My purpose in sharing this narrative is not to highlight my experience as unique or deserving of any particular attention. It is partly educational: for trans people interested in the surgery, for cis people who would like a better understanding of what it’s like for a trans woman to undergo this procedure, etc. It is also partly therapeutic. Throughout my transition, I’ve found it helpful to journal as a form of therapy to better my emotional and mental health. The experience is certainly fraught with difficulties, both expected and unexpected. This piece is a public journaling because while many have gone through this procedure, not enough understand it, understand trans people’s experiences, our lives, our truth.
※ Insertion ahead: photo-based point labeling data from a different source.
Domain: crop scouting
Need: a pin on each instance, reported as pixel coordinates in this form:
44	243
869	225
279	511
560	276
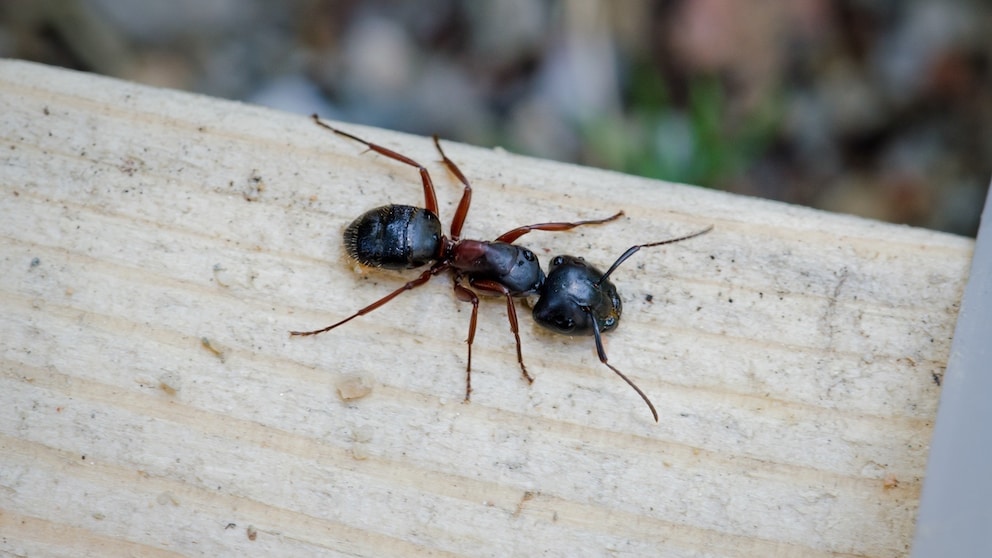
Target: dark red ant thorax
408	237
515	267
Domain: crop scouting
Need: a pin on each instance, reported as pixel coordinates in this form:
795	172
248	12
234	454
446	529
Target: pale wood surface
792	354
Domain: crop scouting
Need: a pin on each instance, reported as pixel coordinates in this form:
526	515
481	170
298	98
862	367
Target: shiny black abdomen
394	237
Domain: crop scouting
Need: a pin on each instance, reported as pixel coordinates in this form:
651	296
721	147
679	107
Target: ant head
573	296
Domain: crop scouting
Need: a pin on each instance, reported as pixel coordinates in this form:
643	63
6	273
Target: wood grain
158	246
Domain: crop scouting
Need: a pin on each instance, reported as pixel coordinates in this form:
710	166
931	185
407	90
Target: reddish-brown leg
430	198
465	295
462	211
511	236
511	314
424	277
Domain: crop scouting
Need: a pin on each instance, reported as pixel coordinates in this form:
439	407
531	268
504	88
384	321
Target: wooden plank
158	246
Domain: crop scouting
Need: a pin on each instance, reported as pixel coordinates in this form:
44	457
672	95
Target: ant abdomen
394	237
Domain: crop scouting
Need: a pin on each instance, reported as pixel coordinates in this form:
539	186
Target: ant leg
424	277
511	314
602	358
516	233
462	211
465	295
633	249
430	198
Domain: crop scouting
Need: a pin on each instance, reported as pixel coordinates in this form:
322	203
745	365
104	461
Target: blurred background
880	108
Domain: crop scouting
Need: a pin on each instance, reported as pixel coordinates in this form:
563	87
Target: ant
577	299
408	237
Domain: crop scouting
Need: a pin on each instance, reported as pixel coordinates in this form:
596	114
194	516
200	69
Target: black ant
407	237
577	299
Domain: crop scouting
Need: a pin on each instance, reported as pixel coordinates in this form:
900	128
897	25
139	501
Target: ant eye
563	323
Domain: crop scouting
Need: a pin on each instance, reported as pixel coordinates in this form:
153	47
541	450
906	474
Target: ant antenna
602	358
633	249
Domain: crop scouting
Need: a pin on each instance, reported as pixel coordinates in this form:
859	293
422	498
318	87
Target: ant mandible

I only wish to humbly submit my narrative account to the collective experiences of transgender people, which together are incredibly varied, vast, and complex.
I feel so incredibly privileged to have access to what I have had access to, to live in the body that is truly my own, and to have my mind in a place I never thought it could reach. I hope that everyone is able to have this experience with their body, their mind, and their entire being. I am euphoric about my gender. I am full of joy, full of confidence, full of pride. I am me.